Posted in Books, Living by Rrishi on 19 September 2009

OVERLEAF 47

Denied the chance, by a beady-eyed weight-watching travel friend, to carry with me into the heights of Uttarakhand Goethe’s The Sorrows of Young Werther, I revenged myself by purchasing, at the highest (and wettest) place on our itinerary, a copy of Bill Aitken’s Touching upon the Himalaya: Excursions and Enquiries (Indus, 2004).

Now that I am back at sweat level in Delhi and have actually read the Goethe, I realise that young Werther would have made poor company. I would happily have pushed that relentless whiner off a cliff.

Aitken is, as always, a fabulous co-traveller. The book is a collection of his essays printed in the Himalayan Journal, organ of the Himalayan Club. It covers a terrific variety of mountain topics, most to do with the area Aitken himself inhabits, which is the area we were travelling through: Garhwal and Kumaon.

I snagged the lone copy of this book at the Garhwal Mandal Vikas Nigam office in Ghangharia, a damp settlement in the crotchlike narrow valley between two awesome walls of slick black rock which leads, at the pointy end, to the Valley of Flowers and Hemkund, sacred to the Sikhs.

This was the highest point on our journey.

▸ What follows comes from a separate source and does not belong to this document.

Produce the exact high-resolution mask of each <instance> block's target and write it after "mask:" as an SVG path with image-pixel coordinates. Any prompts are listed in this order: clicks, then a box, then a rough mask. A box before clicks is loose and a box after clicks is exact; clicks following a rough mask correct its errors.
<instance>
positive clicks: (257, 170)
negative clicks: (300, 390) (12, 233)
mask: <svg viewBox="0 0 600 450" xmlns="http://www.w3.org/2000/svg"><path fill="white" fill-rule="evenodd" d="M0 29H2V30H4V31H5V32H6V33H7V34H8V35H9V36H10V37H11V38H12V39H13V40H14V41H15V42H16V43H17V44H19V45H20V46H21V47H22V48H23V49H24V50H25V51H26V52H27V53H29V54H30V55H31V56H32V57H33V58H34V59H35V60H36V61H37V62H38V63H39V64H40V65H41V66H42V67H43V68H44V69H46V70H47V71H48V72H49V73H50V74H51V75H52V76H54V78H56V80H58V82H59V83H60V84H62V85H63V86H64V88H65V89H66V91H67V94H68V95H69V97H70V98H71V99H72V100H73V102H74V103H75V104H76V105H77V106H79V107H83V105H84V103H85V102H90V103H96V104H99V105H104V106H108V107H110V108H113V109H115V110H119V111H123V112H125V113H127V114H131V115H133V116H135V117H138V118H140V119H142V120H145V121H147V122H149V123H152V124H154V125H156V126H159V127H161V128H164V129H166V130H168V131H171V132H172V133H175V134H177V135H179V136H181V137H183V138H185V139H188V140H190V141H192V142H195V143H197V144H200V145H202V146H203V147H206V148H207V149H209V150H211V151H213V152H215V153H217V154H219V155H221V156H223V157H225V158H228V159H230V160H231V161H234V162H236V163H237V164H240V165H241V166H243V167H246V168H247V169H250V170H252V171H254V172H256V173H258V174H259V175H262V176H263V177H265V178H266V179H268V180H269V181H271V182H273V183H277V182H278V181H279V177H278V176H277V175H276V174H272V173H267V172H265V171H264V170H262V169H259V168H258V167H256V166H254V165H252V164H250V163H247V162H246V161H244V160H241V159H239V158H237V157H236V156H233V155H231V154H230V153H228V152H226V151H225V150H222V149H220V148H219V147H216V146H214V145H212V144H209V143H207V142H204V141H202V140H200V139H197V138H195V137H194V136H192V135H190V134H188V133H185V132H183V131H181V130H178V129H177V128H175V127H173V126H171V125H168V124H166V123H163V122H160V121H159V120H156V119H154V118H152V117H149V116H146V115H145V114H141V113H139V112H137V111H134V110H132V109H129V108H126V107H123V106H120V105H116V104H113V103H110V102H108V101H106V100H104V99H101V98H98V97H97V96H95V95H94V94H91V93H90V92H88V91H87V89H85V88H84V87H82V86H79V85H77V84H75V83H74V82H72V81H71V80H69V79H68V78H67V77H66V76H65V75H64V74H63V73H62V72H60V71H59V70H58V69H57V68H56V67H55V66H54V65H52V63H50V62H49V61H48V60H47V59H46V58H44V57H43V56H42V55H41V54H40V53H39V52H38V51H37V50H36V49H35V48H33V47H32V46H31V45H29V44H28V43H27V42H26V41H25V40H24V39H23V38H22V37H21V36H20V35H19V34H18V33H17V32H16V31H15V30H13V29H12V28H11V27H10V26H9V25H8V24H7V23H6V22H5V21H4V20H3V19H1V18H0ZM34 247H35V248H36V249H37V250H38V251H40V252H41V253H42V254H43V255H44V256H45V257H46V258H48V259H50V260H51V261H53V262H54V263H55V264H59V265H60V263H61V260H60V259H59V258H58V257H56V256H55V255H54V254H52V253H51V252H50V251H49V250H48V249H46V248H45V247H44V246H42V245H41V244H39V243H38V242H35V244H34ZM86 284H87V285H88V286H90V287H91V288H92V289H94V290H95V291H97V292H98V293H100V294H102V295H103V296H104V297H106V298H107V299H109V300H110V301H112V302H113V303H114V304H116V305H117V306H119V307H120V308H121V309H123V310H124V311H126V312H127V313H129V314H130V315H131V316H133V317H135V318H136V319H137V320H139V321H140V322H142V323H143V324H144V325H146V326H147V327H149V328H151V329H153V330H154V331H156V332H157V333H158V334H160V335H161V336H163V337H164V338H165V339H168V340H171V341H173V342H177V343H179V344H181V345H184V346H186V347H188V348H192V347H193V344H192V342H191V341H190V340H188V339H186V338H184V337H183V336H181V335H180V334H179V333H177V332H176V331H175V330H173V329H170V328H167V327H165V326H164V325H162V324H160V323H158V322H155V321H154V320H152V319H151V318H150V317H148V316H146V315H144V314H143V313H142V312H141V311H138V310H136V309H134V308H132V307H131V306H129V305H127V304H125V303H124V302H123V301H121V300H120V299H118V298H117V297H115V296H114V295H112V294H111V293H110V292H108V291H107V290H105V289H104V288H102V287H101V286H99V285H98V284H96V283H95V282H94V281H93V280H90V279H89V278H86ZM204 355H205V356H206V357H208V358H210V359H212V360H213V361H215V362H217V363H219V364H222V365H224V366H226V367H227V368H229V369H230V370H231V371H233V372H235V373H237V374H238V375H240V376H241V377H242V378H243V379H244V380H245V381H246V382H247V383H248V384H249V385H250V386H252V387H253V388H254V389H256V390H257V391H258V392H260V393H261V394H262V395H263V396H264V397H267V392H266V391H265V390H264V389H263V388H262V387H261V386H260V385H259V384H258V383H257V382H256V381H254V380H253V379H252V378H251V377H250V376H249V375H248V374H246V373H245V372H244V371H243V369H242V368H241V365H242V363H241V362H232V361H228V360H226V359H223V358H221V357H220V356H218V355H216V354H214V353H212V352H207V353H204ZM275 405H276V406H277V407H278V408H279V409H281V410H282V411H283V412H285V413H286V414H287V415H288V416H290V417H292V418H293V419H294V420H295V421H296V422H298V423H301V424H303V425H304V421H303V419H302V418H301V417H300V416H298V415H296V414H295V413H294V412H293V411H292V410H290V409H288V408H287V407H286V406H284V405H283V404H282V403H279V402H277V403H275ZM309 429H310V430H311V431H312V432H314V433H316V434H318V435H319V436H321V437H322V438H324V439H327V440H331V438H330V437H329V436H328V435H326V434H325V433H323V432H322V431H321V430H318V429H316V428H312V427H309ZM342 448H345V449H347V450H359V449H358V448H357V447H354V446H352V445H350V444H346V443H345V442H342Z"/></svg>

Just beyond the final kink in the valley lay the fabled Valley of Flowers, above which Mt Kamet towers. But we couldn’t get there, because the rain had flooded the lone bridge and washed down a section of hillside. This was a sore blow to a seeker of height. We were limited to 11,000 feet. I had really wanted to rack up the zeros of altitude.

That night, amid the damp weather and disappointment, I opened up Aitken’s book and read: “There is the risk of sophistry in those who argue the Abode of Snow starts at the snowline. As a resident of the range I feel a hard-to-describe affinity with the lower and middle ranges precisely because of the interplay between — and matching character of — the terrain and people.”

He was totally right. From the brooding isolation of Ghangharia it was all downhill, back to homelier Raj-era sites like Kausani and Ranikhet. In the many buses and shared jeeps we took, I was lucky on occasion to sit next to a friendly and inquisitive Kumaoni with things to say that were foreign to my ears, but for whose revelations I had been primed by Bill Aitken. Such as the young man on leave from his job as a cook in Delhi who informed me that this road out of Gwaldum passed through dev bhumi, and that at night it was the playground of bagh (leopards) and chudails identifiable by the sound of anklets in the pitch blackness of night.

Or the weatherbeaten woman farmer with near-impenetrable dialect who patiently dissected the mutual relationships and places of origin of my fellow travellers in terms comprehensible to herself.

The difference is that Aitken went everywhere on foot. We went on wheels. Yet his book reminded me to keep an eye open for human and cultural geography as much as physical. Aitken appears to see on several planes at once: road, rail, pagdandi and trading route; livelihoods and technology; ways of speaking; people and their places; the lay of the land in terms of watersheds; the mountains as a sacred space, with the overlapping kingdoms of local divinities, Nanda Devi above them all; and much more. He offers a truly ground-level view. Not Kipling nor Corbett have Aitken’s immediacy for the modern-day traveller.

I feel as if, with Aitken’s book by my side, I got more than I had a right to expect on this road trip.